Supersonic jet to have windowless cabin - purge
http://www.spikeaerospace.com/blog/2014-02-supersonic-jet-to-have-windowless-cabin/

======
byoung2
When plasma screens first came out 10 years ago, I had a similar idea for a
restaurant. Instead of buying or renting an expensive location with a great
view, you could rent a cheaper place and put HD flat screens edge to edge on
all the walls. Then you could have a different scene every day, adding
ambiance on a budget. Now that thin and even flexible screens are common and
cheap, has anyone done this?

------
blueskin_
Amazing.

I have wondered about why planes have windows before - sure, it's nice to look
out on takeoff and landing, but I'd rather have a cheaper flight that's
otherwise the same but without windows.

------
PhantomGremlin
Another way for the top 0.01% of the top 1% to spend their money. Wikipedia
claims 12 to 18 passengers, target cost of $60 to $80 million.

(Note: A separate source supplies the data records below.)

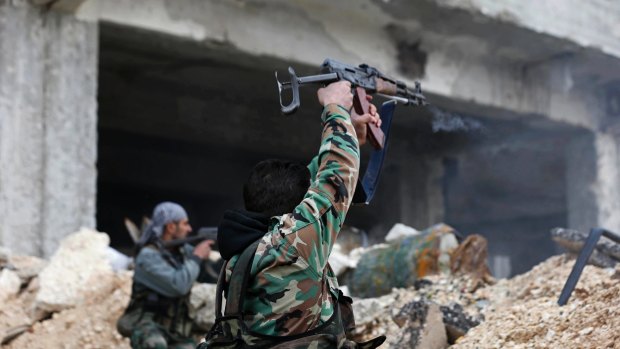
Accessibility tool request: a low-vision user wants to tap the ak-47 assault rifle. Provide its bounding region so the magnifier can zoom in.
[276,58,426,204]
[163,227,217,248]
[276,58,426,150]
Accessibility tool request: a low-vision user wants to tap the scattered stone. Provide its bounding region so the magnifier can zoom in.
[35,229,113,312]
[0,246,11,268]
[10,255,48,285]
[0,268,22,303]
[387,301,448,349]
[551,228,620,268]
[439,303,480,344]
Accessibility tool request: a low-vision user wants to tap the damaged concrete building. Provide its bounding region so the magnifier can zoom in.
[0,0,620,276]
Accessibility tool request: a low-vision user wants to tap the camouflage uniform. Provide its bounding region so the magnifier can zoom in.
[124,244,201,349]
[227,104,360,336]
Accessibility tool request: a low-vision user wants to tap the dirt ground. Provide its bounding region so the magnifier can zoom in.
[0,255,620,349]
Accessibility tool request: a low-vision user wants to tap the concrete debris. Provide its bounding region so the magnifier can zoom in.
[340,224,472,297]
[0,246,11,269]
[35,229,114,312]
[551,228,620,268]
[453,256,620,349]
[8,255,48,286]
[0,268,22,303]
[385,223,420,242]
[439,303,480,344]
[106,246,133,271]
[0,224,620,349]
[450,234,495,291]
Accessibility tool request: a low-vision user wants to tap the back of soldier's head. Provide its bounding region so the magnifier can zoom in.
[243,159,310,217]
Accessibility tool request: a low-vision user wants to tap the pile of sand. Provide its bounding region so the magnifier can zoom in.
[0,272,131,349]
[452,256,620,349]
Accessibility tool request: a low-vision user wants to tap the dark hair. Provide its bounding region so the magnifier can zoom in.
[243,159,310,217]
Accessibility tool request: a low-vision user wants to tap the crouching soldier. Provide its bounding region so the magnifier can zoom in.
[117,202,214,349]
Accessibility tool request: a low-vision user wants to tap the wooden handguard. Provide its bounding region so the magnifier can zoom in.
[351,87,385,150]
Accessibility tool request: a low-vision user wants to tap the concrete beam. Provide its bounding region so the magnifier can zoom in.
[434,0,620,57]
[566,133,620,232]
[77,0,620,130]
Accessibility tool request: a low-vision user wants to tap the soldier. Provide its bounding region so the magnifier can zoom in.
[117,202,214,349]
[199,81,384,348]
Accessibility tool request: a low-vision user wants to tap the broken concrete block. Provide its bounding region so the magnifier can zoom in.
[35,228,114,312]
[0,246,11,267]
[392,301,448,349]
[189,283,217,331]
[385,223,420,242]
[551,228,620,268]
[0,269,22,303]
[9,256,48,285]
[439,303,480,344]
[348,224,457,298]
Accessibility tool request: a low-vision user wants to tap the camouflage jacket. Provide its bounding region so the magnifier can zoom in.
[226,104,360,336]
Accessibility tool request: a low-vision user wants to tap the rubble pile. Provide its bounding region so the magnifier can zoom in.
[353,274,488,348]
[0,229,220,349]
[0,225,620,349]
[454,256,620,349]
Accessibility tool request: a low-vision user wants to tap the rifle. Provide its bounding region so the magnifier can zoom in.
[276,58,426,150]
[163,227,217,248]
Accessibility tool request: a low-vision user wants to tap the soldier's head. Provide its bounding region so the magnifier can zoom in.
[243,159,310,217]
[152,201,192,240]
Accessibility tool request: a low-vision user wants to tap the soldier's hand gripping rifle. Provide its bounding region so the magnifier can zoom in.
[276,58,426,149]
[163,227,217,248]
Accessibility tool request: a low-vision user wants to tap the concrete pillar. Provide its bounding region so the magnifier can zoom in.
[566,132,620,231]
[0,0,98,256]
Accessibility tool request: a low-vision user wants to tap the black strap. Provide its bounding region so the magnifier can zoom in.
[215,239,261,319]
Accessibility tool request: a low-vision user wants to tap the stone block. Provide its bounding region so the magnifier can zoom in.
[35,228,114,312]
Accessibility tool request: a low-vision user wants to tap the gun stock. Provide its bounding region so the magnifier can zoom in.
[163,227,217,249]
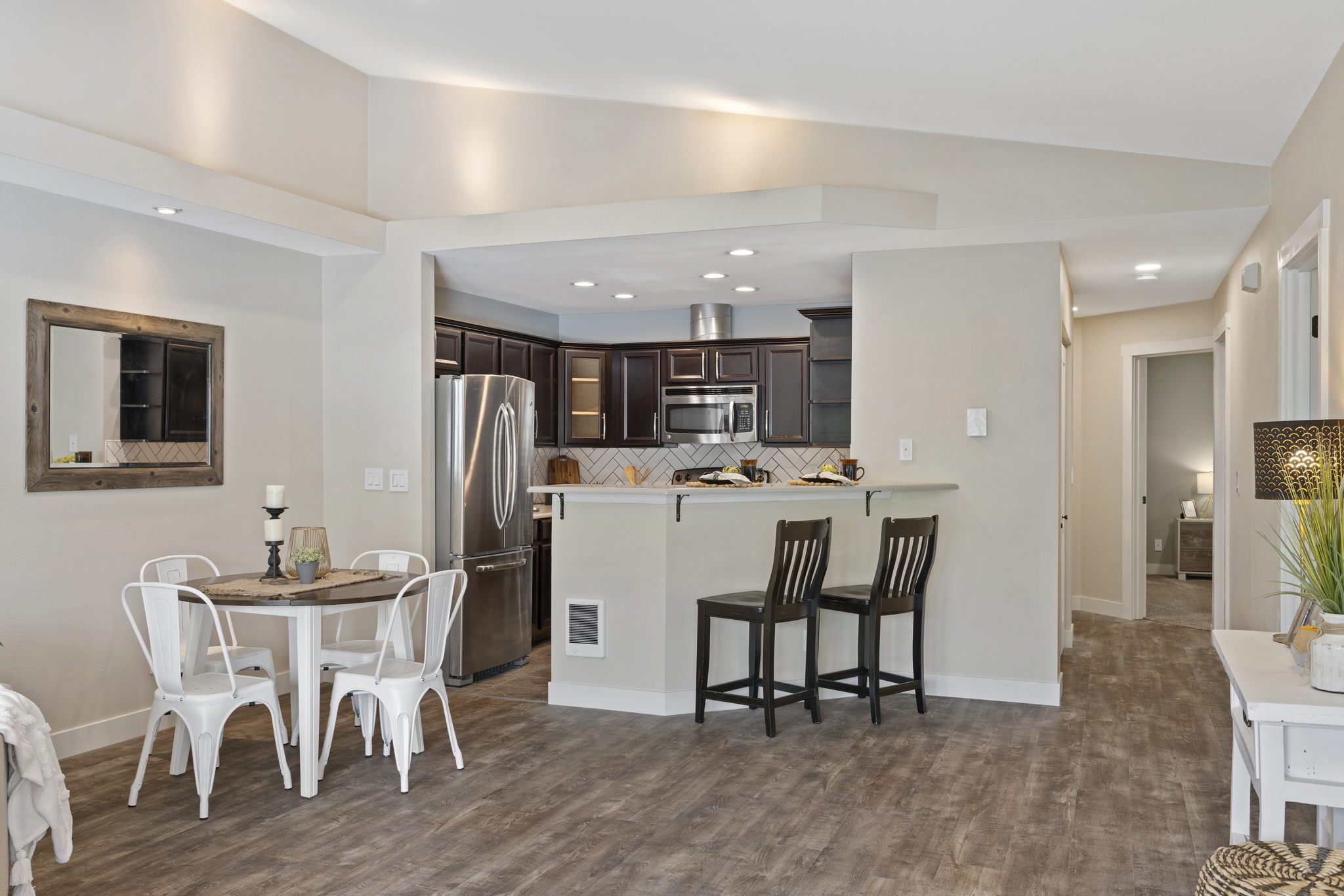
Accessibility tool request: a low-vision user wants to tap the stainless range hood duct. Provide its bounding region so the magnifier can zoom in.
[691,302,732,340]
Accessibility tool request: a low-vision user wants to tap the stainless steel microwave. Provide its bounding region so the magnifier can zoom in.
[660,386,757,442]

Wiki also claims: "If produced, it would allow long flights for business and
private travelers, such as from New York City to London, to take only three to
four hours instead of six to seven."

All that expense just so the mega-rich can save 3 hours traveling from NYC to
London. They wouldn't want to be caught dead in a Gulfstream G650, which fast
cruises at a mere Mach 0.90.

Nothing to see here for most people. And, IMO, it shouldn't be an
"aspirational" goal for anyone. This is an obscene waste of resources and is
nothing more than willy-waving for oligarchs and sociopaths.